Bioimpedance and treatment response monitoring in cancer research
Bioimpedance monitoring in vivo is an non-invasive technique to examine changes in electrical conductivity. The electrical properties of tissue depend upon the structural organization of cells, cell shape, structure and orientation, integrity of cell membranes, relative proportions of intra- and extra-cellular fluids and ionic composition within the tissue. Non-invasive bioimpedance monitoring techniques, correlated with pathology, may be used to predict radiosensitivity of tumours. The aim of this study is to evaluate the ability of bioimpedance monitoring to describe morphology and physiology of non-treated cancerous tissue and mapping radiosensitivity of tumors with different type, size and pathobiology.
A model with xenografts established from the human colorectal cell line HT29 were grown from implanted tumor tissue into immune-deficient GBNIH nude mice. Laboratory animals of male sex were anaesthetized with katte-zoletilmix and tumor size monitoried continuously. The mice were divided into three dose groups each given 0, 5, and 15 Gy with an 60Co source, respectively. Impedance measurements were performed with a 4-electrode probe. Tumor was compressed between the two electrodes to get full contact with surfaces. Impedances were recorded at frequencies between 1Hz and 1 MHz with a Solartron 1260 gain-phase analyzer and Solartron 1294 impedance unit.

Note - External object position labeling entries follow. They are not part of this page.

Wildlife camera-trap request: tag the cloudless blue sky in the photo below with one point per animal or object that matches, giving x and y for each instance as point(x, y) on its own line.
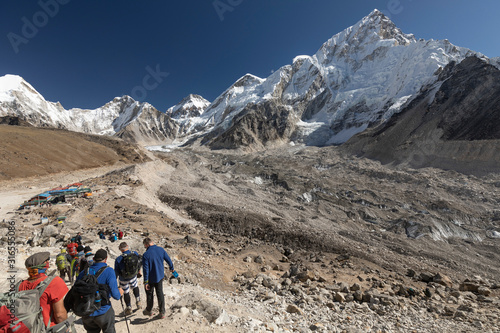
point(84, 53)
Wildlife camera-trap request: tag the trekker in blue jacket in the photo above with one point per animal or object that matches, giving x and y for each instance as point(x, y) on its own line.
point(128, 282)
point(154, 272)
point(104, 318)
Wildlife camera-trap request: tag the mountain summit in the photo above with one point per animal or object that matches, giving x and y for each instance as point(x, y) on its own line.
point(357, 79)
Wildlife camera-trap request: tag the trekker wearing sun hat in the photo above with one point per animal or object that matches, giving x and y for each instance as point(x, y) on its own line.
point(104, 318)
point(51, 300)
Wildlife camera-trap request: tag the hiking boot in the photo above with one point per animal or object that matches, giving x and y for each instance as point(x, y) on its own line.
point(128, 310)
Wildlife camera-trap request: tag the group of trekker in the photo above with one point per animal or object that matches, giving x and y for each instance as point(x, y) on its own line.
point(94, 286)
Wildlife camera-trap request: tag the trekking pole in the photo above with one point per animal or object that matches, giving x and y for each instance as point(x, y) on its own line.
point(125, 313)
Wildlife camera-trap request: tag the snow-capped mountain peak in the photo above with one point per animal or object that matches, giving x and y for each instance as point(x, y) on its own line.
point(359, 78)
point(190, 106)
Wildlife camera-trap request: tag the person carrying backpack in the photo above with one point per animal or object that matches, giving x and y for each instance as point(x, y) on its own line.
point(154, 272)
point(78, 238)
point(72, 249)
point(127, 269)
point(63, 265)
point(75, 263)
point(51, 300)
point(100, 279)
point(87, 260)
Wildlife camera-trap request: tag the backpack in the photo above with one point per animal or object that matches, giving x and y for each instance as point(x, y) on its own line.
point(87, 295)
point(84, 264)
point(26, 316)
point(61, 261)
point(131, 265)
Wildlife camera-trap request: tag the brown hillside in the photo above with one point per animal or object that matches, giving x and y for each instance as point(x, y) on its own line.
point(29, 151)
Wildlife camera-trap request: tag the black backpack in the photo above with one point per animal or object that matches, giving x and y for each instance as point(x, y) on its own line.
point(131, 265)
point(87, 295)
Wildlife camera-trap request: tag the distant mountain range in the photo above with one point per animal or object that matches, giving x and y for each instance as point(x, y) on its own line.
point(360, 79)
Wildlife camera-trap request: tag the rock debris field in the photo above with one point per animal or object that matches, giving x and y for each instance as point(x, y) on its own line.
point(295, 240)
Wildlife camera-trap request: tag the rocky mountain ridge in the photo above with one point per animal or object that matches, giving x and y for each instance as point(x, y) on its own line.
point(452, 124)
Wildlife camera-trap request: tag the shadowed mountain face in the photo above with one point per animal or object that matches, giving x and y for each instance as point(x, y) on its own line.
point(452, 124)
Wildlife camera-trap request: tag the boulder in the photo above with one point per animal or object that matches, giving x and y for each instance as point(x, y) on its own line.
point(196, 302)
point(442, 280)
point(292, 308)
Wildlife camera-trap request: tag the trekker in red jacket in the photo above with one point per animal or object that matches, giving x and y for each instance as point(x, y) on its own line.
point(51, 300)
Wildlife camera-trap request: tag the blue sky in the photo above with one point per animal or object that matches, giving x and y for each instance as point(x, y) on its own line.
point(84, 53)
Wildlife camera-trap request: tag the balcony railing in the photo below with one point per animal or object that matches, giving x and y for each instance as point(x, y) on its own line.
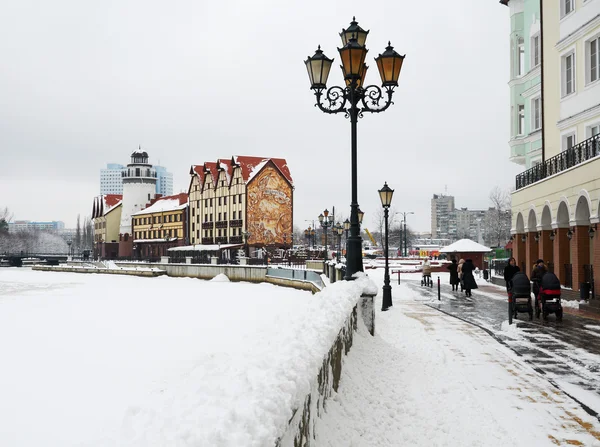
point(579, 153)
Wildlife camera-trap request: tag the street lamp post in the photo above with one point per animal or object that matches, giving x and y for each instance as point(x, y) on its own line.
point(353, 101)
point(326, 221)
point(246, 235)
point(385, 194)
point(346, 229)
point(404, 214)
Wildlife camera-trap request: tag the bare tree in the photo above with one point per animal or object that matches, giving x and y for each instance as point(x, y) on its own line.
point(498, 217)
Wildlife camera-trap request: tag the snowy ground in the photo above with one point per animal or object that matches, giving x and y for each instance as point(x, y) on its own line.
point(97, 361)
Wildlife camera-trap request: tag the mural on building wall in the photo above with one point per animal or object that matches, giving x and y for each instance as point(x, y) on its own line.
point(269, 208)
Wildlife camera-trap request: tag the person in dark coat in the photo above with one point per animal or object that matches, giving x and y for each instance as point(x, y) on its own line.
point(453, 274)
point(509, 271)
point(538, 272)
point(468, 278)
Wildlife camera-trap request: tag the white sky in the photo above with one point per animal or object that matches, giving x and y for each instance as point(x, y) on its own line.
point(83, 84)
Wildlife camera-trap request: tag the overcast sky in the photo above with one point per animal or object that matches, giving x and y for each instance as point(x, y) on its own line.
point(84, 83)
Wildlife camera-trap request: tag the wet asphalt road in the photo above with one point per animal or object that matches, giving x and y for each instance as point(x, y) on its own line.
point(567, 351)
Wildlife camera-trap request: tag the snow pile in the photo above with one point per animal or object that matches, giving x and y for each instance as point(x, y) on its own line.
point(221, 277)
point(158, 361)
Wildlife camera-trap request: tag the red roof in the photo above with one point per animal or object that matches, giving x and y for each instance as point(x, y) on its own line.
point(248, 164)
point(212, 167)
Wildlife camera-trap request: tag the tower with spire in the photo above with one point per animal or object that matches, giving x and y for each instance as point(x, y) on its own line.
point(139, 189)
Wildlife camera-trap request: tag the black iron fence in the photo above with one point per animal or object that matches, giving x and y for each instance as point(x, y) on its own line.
point(568, 282)
point(579, 153)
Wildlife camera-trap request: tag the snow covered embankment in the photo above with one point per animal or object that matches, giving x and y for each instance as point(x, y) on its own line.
point(301, 426)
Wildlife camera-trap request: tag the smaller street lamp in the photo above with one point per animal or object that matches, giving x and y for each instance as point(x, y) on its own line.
point(346, 229)
point(246, 236)
point(385, 194)
point(326, 221)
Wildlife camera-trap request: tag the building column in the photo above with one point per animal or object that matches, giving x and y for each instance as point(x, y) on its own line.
point(561, 253)
point(596, 263)
point(518, 249)
point(531, 250)
point(546, 247)
point(580, 246)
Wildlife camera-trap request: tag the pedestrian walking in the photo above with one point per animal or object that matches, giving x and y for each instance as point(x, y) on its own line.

Electrical impedance monitoring, as applied in this study, was evaluated as a measurement technique for radiation response prediction. The preclinical study, conducted on nude mice implanted with a human colorectal cancer, revealed the ability of bioimpedance monitoring method to detect radiation-induced electrical changes of growing tumors on an individual subject basis. There are two components of our study, electrical impedance monitoring and histological assessment. Impedance results are presented as a function of time. Impedans and phase data for irradiated and non-irradiated tumour are plotted as a function of necrosis fraction and tumor volume.
Impedance and phase values at low frequencies show some response to radiation injury. There was found to be correlation in both cases: between impedance and necrosis fraction and between impedance and tumor volume. Our results suggest that non-invasive impedance monitoring technique is able to provide information useful in predicting radiosensitivity of tumors.